Erik Roth had a problem. In November 2022, the board of McKinsey & Company, the consulting firm where Roth is a senior partner, asked him to make it easier for employees to access and apply the wealth of knowledge the firm had amassed over decades. The status quo was discouraging. McKinsey’s internal digital catalog contained about 65,000 PowerPoint documents. Even using keywords, a search could yield hundreds at a time.
But generative AI technology, which catapulted onto the scene after OpenAI launched ChatGPT that same month, offered a solution. So a few months later, Roth brought the board a demo. After feeding dozens of marketing and sales documents into an OpenAI model, he showed how it could answer the executives’ questions about the documents almost instantaneously.
“They thought it was a joke,” Roth told me. “And that’s where Lilli was born.”
Last week, in part one of a series about how Boston-area businesses are using AI, I took you inside a Charlestown robotics firm that’s using the technology
to improve how it trains robots. Today I’ll tell you the story of how McKinsey, the world’s most prestigious consulting firm, built an AI platform to transform its nearly century-old business — and, if it gets its way, lots of other companies’ work, too.
McKinsey launched Lilli, the AI tool Roth and a team of engineers designed, in July 2023. It’s named
for Lillian Dombrowski, who in 1945 became the first professional woman the firm hired. Technically speaking, Lilli is an “orchestration layer,” working across 11 different AI models to execute tasks. McKinsey wouldn’t let me publish photos of Lilli (it has three patents on the tool already and several more pending). But in a conference room in McKinsey’s Boston offices, high above the Financial District, I saw it in action.
Opened in a browser window, Lilli looks spare and unassuming. Then Roth keyed in a very consultant-y sounding task: Break down the electric-vehicle battery industry value chain into steps. After thinking for a few moments, denoted by a circular loading icon, Lilli generated a formatted list that spanned mining raw materials to recycling spent batteries.
The goal is to draw on as much relevant knowledge as possible. Lilli pulls from McKinsey’s PowerPoints, expert interviews, and other internal sources, plus public data about thousands of companies and industries. Its EV list featured numbered footnotes that resembled a Wikipedia page; blue citations indicated an internal McKinsey source, orange an external one. (In small text, Lilli warns that it “may produce inaccurate or biased information.” Consultants verify its output and provide feedback using thumbs-up or thumbs-down icons.)
Two years after Lilli debuted, two-thirds of employees across McKinsey’s scores of offices around the world use it monthly; more than forty percent use it weekly. “It’s become a second screen for most of our people where it’s up all day long as a problem-solving partner,” Roth said.
Welcome to the revolution
That might not sound particularly transformative. But what makes Lilli different is McKinsey’s effort to merge it with the company’s other functions. Lilli can create shareable PowerPoint slides of content it’s generated, rewrite text to fit the firm’s house style, and suggest who in the firm a consultant should ask for more information.
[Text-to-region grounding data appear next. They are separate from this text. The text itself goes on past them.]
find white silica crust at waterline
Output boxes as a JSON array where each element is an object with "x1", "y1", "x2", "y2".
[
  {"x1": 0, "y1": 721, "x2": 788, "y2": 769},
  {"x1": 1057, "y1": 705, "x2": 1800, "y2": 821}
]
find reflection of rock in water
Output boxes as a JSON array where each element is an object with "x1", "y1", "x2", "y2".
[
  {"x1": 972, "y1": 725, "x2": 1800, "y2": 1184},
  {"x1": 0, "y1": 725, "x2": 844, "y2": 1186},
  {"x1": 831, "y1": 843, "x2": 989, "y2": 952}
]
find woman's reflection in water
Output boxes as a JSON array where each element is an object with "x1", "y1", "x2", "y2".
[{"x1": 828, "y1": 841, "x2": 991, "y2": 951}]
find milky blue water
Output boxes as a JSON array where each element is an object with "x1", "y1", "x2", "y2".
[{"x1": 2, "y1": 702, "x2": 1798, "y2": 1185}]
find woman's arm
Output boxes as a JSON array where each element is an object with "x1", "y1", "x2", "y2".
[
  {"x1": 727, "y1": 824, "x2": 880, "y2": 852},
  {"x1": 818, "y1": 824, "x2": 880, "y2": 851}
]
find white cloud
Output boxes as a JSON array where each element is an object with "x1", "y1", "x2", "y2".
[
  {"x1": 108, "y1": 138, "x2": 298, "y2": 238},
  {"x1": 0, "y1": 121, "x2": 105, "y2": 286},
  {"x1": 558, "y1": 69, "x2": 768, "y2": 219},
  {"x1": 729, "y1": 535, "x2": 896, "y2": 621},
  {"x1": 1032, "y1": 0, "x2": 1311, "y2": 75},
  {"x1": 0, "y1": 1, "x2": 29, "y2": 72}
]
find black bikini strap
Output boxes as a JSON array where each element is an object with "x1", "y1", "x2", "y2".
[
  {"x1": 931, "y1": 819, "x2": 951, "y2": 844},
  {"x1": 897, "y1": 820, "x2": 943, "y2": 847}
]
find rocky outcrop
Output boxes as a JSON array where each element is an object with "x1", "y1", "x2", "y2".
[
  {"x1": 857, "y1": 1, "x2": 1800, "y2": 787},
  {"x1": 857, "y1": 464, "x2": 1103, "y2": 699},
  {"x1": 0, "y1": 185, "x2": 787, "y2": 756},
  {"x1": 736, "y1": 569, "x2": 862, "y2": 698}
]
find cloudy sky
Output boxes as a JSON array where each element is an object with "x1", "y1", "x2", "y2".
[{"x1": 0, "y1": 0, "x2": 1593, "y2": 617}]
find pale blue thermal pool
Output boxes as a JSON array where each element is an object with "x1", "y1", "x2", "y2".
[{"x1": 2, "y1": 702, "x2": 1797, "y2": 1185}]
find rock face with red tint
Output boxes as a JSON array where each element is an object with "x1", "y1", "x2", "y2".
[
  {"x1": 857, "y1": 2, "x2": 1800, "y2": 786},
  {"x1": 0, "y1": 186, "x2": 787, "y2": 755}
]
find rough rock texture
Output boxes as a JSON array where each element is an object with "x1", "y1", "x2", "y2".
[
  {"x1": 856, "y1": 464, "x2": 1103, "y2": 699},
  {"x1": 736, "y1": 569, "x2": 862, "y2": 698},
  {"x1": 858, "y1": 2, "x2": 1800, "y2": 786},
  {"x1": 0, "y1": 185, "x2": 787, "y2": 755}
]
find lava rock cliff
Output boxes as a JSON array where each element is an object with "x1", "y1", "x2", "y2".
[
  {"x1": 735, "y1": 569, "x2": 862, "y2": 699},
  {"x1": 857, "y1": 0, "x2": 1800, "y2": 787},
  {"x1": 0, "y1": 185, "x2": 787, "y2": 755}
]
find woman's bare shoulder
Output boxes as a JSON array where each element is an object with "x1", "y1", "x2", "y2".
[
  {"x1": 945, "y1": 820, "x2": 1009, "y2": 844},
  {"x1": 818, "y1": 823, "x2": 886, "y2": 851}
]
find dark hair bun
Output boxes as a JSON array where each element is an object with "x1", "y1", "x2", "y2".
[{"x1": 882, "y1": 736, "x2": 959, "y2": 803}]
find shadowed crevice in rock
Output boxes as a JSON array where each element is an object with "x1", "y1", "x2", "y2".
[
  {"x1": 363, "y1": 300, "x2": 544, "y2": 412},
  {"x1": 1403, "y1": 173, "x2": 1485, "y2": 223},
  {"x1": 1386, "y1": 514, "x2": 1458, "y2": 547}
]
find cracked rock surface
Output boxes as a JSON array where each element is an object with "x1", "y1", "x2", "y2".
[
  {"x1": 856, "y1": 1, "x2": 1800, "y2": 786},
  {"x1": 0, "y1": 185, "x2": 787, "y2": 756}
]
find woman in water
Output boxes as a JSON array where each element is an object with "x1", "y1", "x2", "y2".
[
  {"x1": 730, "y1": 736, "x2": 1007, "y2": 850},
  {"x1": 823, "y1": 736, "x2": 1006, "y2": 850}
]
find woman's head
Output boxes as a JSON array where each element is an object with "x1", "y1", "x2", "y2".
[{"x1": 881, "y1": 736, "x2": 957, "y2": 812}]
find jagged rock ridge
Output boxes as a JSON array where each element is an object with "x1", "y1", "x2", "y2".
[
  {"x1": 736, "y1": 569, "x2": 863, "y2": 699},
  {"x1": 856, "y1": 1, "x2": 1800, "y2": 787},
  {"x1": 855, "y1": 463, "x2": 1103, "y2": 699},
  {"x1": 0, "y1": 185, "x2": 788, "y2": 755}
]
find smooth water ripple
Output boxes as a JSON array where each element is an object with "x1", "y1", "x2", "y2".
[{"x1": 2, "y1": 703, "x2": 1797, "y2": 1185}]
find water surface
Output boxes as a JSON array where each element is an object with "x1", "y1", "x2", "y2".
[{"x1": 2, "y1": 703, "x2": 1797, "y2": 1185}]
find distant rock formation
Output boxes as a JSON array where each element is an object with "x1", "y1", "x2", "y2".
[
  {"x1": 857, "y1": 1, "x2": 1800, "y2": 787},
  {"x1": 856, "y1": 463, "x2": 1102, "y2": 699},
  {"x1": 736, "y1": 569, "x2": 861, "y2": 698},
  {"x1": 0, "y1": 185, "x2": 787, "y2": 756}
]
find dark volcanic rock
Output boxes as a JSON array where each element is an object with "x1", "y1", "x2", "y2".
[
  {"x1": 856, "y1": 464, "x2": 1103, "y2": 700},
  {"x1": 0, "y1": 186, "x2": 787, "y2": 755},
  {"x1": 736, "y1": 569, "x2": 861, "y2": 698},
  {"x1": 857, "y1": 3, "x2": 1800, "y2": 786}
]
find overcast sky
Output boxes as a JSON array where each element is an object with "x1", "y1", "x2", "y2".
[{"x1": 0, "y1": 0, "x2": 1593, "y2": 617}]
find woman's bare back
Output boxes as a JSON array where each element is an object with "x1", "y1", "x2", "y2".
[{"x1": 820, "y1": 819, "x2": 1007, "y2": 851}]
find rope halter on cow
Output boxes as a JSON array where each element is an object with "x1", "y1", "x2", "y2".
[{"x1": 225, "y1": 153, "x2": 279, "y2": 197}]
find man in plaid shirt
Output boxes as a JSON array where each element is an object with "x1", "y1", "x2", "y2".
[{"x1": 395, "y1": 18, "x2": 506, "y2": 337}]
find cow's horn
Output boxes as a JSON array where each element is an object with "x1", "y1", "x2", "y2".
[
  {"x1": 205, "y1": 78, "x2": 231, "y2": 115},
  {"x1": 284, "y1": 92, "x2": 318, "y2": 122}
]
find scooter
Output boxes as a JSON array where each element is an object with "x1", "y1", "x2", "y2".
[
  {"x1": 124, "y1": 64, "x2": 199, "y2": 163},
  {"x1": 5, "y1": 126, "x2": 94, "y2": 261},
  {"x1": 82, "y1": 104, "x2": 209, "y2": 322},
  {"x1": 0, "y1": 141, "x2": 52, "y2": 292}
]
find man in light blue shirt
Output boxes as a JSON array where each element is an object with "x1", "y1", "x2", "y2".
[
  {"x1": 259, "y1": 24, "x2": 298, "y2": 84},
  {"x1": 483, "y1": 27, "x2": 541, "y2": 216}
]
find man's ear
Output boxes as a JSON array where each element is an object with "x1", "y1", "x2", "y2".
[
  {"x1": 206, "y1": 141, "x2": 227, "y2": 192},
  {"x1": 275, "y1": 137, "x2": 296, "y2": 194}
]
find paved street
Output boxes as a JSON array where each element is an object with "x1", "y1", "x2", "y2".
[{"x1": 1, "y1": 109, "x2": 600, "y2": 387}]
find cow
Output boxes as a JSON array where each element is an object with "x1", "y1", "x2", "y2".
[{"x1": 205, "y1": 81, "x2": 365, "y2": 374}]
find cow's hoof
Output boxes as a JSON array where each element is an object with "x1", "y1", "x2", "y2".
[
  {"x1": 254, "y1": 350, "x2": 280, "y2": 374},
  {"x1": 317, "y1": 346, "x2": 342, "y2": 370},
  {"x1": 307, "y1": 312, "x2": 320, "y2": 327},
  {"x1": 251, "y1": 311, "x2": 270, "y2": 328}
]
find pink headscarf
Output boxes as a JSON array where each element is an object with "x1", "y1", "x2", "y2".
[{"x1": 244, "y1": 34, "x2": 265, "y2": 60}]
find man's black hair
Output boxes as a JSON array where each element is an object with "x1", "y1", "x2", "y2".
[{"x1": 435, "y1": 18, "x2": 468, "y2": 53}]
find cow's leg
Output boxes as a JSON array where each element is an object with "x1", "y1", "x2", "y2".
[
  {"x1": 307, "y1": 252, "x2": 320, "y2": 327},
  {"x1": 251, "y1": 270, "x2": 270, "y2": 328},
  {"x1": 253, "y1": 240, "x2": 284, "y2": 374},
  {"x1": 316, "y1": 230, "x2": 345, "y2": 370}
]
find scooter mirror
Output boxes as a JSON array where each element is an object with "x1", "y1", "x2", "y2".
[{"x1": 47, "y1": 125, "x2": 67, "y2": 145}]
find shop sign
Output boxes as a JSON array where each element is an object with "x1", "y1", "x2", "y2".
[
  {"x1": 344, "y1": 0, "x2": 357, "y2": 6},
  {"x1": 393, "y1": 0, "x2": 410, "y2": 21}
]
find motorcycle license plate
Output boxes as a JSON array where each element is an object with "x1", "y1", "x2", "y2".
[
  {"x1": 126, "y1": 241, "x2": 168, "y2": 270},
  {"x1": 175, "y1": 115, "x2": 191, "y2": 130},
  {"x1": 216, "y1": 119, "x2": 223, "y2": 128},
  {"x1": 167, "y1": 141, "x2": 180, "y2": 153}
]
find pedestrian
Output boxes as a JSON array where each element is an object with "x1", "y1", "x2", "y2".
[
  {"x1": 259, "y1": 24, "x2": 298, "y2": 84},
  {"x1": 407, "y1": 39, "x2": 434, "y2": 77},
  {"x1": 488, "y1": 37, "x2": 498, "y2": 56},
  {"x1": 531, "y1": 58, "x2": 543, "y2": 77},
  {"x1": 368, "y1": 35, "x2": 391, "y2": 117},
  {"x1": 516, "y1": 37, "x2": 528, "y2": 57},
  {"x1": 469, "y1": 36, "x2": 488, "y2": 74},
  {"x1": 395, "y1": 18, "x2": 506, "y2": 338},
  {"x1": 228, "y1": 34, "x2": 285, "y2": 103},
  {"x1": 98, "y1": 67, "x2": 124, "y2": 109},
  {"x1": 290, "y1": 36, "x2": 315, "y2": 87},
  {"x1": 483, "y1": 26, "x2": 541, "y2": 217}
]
Rob Levin, a senior partner in McKinsey’s Boston office, sees AI as a transformational tool for businesses that adopt it widely. “This is the future of competitive advantage,” he said. McKinsey shows off Lilli to clients that might like to implement their own version.
Lilli also keeps evolving. The firm recently launched AI agents — “virtual helpers,” in Roth’s shorthand — that can execute tasks without additional prompts. For example, a consultant could have an agent generate a profile of a company and a memo appealing to its needs — or even to specific executives. McKinsey is also rolling out a voice-enabled feature; Lilli’s own voice, which I heard during my visit, is peppy and eager.
As Lilli could probably tell you, revolutions can be bloody, and some of AI’s drawbacks are becoming clearer. People who talk to chatbots
can have their delusions magnified. Students
can shortcut learning. In a recent Greater Boston Chamber of Commerce survey
about how Massachusetts companies are using AI, some reported concerns about data security, employee resistance to AI adoption, and even layoffs. Levin imagines that prompting AI effectively will become a core skill for many workers. And if AI helps a company grow, it might hire more.
For now, Lilli is primarily saving time. Before it, Roth said, a consultant might’ve needed a day or more to figure out which EV battery experts to call and which information to use.
Could that mean less time spent working? Roth suggested it’s already happening in limited ways. “We’re saving the average consultant over one full day per week,” he said. “If they’re getting in that extra gym class during the day, or whatever they might be doing to bring back some balance, it’s not a terrible thing.”
But a four-day workweek? Now that would be revolutionary.